La battaglia dunque si sposta dai film e dai romanzi – questo è stato il terreno della lotta per l’egemonia negli ultimi decenni – a quella per un utilizzo della tecnica a fini umani, di giustizia, di civiltà, di pace. Cuperlo parla della possibilità di «codificare l’etica sul terreno dell’algoritmo», il che forse vuol dire immaginare un insieme di regole per dare un ordine democratico al dominio dell’algoritmo, che è un po’ il tentativo, non risolutivo, fatto dal Parlamento europeo per definire i principi regolatori dell’IA. Il che un pochino appare, per usare un’espressione proprio di Gramsci, come un «voler mettere le braghe al mondo», una velleità necessaria ma pur sempre una velleità: chi è il giudice dell’applicazione dell’IA? Quali sono i luoghi delle decisioni in tal senso?

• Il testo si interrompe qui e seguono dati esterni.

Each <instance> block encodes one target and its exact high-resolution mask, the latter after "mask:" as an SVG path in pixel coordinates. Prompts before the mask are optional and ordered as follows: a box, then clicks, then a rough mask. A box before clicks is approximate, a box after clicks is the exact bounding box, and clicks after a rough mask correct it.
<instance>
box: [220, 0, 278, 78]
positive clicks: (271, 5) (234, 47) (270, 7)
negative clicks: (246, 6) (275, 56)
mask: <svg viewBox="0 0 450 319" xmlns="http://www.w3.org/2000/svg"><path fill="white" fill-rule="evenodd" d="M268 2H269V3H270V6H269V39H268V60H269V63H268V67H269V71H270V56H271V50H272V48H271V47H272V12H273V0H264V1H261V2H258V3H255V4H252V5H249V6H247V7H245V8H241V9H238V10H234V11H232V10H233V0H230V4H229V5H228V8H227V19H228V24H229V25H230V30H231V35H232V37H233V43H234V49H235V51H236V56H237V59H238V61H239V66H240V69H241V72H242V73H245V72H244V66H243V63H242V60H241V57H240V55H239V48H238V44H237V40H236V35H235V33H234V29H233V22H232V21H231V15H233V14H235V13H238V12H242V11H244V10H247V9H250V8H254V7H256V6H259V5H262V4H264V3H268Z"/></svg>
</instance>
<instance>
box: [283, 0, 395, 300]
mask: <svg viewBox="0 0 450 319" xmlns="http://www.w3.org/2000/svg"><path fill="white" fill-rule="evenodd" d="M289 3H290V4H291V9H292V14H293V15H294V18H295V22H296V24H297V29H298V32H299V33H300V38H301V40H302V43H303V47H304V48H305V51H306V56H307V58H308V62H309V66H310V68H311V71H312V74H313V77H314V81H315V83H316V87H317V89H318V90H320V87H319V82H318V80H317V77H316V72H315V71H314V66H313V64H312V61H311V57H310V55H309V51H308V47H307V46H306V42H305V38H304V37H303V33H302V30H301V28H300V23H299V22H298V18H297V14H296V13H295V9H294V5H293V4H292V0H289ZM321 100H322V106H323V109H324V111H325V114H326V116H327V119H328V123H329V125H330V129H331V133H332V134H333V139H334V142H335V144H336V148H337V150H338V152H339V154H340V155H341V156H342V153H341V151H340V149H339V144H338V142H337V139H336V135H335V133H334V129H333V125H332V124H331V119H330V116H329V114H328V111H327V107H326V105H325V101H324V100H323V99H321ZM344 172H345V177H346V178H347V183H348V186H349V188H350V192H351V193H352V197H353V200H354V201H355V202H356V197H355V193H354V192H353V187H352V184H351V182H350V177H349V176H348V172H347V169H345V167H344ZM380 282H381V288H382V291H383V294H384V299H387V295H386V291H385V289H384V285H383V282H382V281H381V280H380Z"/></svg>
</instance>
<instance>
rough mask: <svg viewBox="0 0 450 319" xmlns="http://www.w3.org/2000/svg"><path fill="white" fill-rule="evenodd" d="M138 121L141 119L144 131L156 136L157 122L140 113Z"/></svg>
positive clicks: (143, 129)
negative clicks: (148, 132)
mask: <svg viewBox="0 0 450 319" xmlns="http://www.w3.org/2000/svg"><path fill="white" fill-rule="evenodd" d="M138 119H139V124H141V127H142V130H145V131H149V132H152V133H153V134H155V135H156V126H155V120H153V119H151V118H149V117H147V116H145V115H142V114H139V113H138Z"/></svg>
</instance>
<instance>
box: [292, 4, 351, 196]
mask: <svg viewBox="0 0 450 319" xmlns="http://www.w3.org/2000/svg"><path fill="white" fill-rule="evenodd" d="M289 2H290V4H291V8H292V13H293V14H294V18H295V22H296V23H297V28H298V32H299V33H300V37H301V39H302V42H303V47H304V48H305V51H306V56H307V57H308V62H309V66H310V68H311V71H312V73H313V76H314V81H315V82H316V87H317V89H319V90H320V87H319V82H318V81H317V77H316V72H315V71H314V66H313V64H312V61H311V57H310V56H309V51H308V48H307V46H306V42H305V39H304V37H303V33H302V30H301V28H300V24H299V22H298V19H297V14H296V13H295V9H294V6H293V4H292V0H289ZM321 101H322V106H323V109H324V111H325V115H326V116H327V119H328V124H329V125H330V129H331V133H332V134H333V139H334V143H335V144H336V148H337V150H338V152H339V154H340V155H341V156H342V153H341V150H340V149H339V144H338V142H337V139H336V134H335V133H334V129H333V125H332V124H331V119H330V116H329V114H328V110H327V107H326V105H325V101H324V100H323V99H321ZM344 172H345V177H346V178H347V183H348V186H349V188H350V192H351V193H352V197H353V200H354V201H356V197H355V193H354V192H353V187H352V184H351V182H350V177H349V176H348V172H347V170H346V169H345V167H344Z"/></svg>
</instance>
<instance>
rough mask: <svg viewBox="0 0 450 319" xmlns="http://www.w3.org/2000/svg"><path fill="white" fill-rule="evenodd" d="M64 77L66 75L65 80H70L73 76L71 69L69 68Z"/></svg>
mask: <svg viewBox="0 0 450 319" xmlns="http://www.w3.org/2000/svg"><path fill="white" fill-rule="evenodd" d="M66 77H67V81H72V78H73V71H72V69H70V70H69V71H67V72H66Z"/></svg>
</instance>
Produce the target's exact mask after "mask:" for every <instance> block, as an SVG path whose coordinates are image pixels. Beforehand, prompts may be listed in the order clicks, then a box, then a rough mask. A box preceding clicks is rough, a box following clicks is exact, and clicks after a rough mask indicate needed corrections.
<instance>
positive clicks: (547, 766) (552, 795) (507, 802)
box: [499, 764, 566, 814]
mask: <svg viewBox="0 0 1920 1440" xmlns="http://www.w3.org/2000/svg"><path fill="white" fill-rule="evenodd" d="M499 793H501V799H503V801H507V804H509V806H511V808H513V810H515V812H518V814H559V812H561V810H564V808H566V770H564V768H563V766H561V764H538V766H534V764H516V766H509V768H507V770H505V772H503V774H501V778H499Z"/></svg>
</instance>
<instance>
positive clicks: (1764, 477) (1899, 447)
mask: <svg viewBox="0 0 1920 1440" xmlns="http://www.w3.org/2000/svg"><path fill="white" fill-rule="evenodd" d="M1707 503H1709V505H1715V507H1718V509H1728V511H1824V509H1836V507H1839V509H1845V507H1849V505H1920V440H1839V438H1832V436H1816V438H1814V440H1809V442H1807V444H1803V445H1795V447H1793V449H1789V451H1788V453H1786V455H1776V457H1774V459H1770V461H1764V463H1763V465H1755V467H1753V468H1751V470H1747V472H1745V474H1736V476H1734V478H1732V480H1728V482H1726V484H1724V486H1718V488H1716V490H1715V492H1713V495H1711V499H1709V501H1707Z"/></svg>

Insomma, questo “capitalismo della sorveglianza”, si chiede l’autore, «è riformabile», o la verità è che la sinistra non sa bene cosa sostituire alle sue care vecchie categorie?

Dunque, ricapitolando, giusto dare a Gramsci quel che è di Gramsci. Ma anche sulla sua opera è caduta inesorabile la polvere del tempo: oggi la sfida è un’altra. Sarà possibile che la sinistra se ne renda conto? È una domanda che resta in sospeso. A Gianni Cuperlo il merito di averla posta; ad altri, se ci sono, il compito di rispondervi.